La reforma judicial no fue declarada constitucional. Mucho menos se puede asumir zanjada la discusión sobre la posibilidad de control de constitucionalidad y convencionalidad de las reformas constitucionales. Todo lo contrario: una mayoría de siete de once ministros sostuvo, con énfasis y razones diversas, que la actuación del órgano reformador de la Constitución se encuentra sujeta tanto a límites formales (exigencias de procedimiento) como a límites materiales (contenidos explícitos o implícitos que no pueden ser tocados, sustituidos o reemplazados a través de la función de reforma). En la evolución de la doctrina sobre la cuestión, éste es el precedente más cercano.
¿Qué sucedió entonces? La Constitución exige, desde la reforma de 1994, que se reúnan al menos ocho votos para expulsar una norma general del ordenamiento. Esta regla –muy reveladora de nuestro constitucionalismo de la desconfianza–, se estableció con el propósito de contener la tentación al activismo de la Corte frente al legislador democrático, pero tiende inevitablemente a producir un efecto peculiar en la lógica sistémica del orden jurídico: una norma general tachada de inconstitucionalidad por la mayoría de la Corte conserva su validez. Justo este es el desenlace de la reforma judicial: faltó un voto, el del ministro Pérez Dayán, para que la reforma impugnada pasara a mejor vida en el mundo del derecho; sobrevive, gracias al veto de una posición que quedó en minoría aritmética y argumental; puede ser invalidada a través del juicio de amparo, al menos en teoría, en relación con la esfera concreta de las personas que resienten alguna afectación en sus derechos.
Más allá de la fatalidad de las matemáticas, sobre este desenlace pesa un error, una claudicación y una falsa excusa.
El error consistió en enredar la votación sobre la procedencia de los juicios constitucionales con la votación que se requiere para declarar la invalidez de las normas impugnadas. Efectivamente, el análisis sobre si se actualizaba una causal de improcedencia de las acciones de inconstitucionalidad que promovieron los partidos no requería ocho votos, sino únicamente seis. ¿Por qué? Porque esa determinación en sí misma no implicaba la invalidez parcial o total de ninguna parte de la reforma, sino que únicamente superaba las objeciones procesales planteadas para que el Pleno entrara a la discusión de fondo. El texto literal de la Constitución es incontrovertible: se necesitan ocho votos para expulsar del sistema; todo lo demás se resuelve por mayoría. Este error condujo a otro: la pretensión de recurrir a la regla de decisión que la reforma judicial exige para un Pleno de nueve ministros. Un desliz político que, de prosperar, habría legitimado la crisis constitucional del desacato.

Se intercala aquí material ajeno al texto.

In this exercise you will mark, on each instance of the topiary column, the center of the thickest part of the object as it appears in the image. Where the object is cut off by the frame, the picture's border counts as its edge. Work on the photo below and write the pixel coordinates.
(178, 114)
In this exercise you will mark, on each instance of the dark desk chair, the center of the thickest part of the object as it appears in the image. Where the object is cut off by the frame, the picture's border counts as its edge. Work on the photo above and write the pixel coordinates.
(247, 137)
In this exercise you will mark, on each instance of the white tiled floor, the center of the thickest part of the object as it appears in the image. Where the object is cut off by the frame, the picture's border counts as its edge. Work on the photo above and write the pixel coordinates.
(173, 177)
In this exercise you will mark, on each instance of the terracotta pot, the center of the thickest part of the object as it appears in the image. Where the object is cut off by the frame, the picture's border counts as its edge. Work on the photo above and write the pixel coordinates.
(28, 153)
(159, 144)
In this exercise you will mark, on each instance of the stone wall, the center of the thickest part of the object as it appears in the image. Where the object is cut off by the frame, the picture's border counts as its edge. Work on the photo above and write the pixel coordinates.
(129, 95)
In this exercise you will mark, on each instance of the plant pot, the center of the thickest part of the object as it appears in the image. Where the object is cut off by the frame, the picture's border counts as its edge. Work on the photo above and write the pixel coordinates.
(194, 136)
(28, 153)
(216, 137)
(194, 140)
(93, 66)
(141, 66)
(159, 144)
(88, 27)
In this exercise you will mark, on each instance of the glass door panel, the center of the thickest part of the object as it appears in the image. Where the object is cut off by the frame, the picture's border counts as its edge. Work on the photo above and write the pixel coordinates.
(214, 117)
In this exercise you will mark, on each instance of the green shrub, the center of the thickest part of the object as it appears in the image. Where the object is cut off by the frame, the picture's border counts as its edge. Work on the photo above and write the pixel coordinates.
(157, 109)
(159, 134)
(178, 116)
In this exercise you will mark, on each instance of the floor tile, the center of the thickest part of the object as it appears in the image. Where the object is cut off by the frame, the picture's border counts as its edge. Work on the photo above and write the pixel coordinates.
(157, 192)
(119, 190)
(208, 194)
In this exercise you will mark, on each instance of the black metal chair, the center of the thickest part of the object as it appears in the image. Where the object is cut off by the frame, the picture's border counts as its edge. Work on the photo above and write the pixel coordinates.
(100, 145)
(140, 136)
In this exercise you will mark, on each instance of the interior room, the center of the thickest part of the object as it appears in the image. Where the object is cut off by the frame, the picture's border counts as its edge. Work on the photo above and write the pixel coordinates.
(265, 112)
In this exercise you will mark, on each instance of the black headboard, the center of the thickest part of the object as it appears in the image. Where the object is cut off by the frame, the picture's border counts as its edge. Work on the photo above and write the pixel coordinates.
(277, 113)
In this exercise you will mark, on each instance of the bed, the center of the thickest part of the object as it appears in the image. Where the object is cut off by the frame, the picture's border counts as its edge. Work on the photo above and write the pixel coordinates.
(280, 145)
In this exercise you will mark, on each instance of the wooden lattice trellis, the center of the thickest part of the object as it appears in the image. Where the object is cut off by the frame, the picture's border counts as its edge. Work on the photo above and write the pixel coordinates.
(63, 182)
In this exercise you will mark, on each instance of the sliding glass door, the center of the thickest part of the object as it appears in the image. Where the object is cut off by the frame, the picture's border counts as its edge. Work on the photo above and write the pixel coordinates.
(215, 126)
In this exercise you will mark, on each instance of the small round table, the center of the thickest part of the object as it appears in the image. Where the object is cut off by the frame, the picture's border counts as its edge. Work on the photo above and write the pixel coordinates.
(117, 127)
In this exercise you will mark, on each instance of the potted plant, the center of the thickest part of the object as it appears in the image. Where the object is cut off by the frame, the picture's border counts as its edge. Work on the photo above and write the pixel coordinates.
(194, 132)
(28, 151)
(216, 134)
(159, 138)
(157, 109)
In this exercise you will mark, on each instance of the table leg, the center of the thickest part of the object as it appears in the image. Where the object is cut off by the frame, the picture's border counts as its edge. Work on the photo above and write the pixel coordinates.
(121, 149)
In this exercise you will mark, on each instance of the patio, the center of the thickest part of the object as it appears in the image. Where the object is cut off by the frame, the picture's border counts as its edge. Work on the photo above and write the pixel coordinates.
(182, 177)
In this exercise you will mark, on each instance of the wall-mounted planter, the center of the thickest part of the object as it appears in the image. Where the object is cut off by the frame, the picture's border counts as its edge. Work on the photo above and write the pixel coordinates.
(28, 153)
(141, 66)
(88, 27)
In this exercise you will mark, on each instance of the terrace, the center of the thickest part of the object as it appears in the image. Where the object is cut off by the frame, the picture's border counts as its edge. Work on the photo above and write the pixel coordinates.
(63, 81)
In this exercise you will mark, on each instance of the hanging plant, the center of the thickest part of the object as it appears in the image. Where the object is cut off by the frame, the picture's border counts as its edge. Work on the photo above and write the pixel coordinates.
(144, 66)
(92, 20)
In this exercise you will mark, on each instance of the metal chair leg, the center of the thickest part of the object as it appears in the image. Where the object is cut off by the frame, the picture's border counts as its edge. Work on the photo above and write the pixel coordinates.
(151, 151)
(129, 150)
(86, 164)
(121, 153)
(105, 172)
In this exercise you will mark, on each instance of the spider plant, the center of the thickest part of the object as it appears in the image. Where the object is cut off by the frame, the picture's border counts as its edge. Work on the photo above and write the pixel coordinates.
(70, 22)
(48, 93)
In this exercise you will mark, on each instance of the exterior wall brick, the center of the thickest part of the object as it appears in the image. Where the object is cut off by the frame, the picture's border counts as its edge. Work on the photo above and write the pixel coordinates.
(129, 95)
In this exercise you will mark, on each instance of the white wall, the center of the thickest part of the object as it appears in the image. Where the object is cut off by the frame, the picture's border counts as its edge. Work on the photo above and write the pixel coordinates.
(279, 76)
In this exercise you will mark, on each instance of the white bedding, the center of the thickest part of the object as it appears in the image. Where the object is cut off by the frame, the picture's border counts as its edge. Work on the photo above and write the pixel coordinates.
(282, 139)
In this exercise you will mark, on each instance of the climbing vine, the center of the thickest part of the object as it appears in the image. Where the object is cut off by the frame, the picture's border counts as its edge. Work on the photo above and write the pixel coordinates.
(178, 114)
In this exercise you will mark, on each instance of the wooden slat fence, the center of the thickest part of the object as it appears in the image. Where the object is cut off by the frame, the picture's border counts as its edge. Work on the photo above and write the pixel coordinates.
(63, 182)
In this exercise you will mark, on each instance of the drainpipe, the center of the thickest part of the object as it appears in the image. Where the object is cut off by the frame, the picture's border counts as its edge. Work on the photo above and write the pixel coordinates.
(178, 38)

El error condujo a la claudicación. En lugar de hacer un esfuerzo por reordenar el procedimiento y entrar a la discusión particular de validez-invalidez de la constelación de preguntas planteadas en el proyecto, ahí sí bajo la regla de ocho votos, pareciere que se consideró ocioso fijar posiciones y criterios ante lo inevitable: no contarían con el voto de Pérez Dayán y, por tanto, todo estaba perdido. Ya no se encontró sentido en dejar como legado razones para futuros abordajes a los problemas e implicaciones de esta reforma, sobre todo a la independencia judicial. Consummatum est.
No encuentro más que una falsa excusa en el argumento de la congruencia del voto de Pérez Dayán. Por supuesto que los jueces, especialmente los jueces constitucionales, deben dialogar con sus precedentes. Para reducir la discreción judicial y para que sus decisiones resulten aceptables, se encuentran especialmente vinculados por la necesidad de “mantener lo que haya sido decidido” y, en contrapartida, justificar con buenas razones cualquier opción pragmática por el cambio. En eso reside, en buena medida, la garantía de estabilidad y previsibilidad del derecho. Pero frente a ciertos casos difíciles y cuando el colegiado emprende una revisión explícita de su propia doctrina, no es suficiente con atarse al caso similar antes resuelto. Para emprender una nueva reflexión sobre si el órgano revisor puede contradecir la voluntad del Poder Constituyente, basta con recordar que los diputados de Querétaro expresamente discutieron el voto popular de ministros, magistrados y jueces y que resolvieron por “alejar al Poder Judicial de la política” (Machorro, 20/01/1917).
La reforma judicial no tiene vuelta atrás. Podrá haber condenas internacionales o amparos. Las reglas del juego están puestas. Abstenerse es un nuevo error. Apostar a la corrección del poder, una claudicación. Quedarse a esperar el colapso, una falsa excusa.